En adoptant le rapport de M. Giuseppe GARGANI (PPE-DE, I), le Parlement européen décide de demander à la Commission d'entamer la procédure prévue à l'article 226 du traité CE contre la France pour infraction au droit communautaire primaire.

Cette décision fait suite au fait que le téléphone de Jean-Charles MARCHIANI, ancien député européen français du Groupe Union pour l'Europe des nations (UEN), avait été mis sous contrôle et attaché avec du ruban adhésif à partir du premier jour suivant sa non élection en juin 2004. Par la suite l’ancien député avait été arrêté puis libéré en février 2005.

En mai 2005, Jean-Charles MARCHIANI avait demandé au Parlement européen de contester la décision de la Cour de cassation française qui avait validé l'interception de ses appels téléphoniques. Pour le Parlement, la décision des autorités françaises de police va à l'encontre des règles sur l'immunité qui expirent formellement un mois après la première session du nouveau Parlement européen. La résolution demande donc que le jugement de la Cour de cassation soit annulé ou révoqué et cesse en tout cas d'avoir tout effet pratique ou juridique.

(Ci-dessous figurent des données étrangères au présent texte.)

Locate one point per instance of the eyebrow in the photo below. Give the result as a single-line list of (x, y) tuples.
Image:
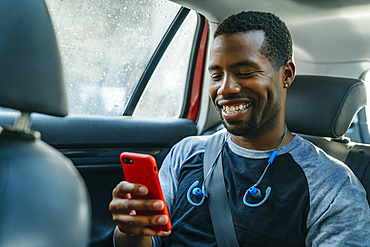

Á noter que le 14 septembre 2005, le ministère français de la justice a répondu qu'il n'y avait aucun moyen juridique d'annuler la décision de la Cour de cassation et a décidé de ne pas mettre en oeuvre la décision du PE. Le Secrétaire général du PE a demandé ensuite à la commission des Affaires juridiques de prendre une décision concernant ce refus.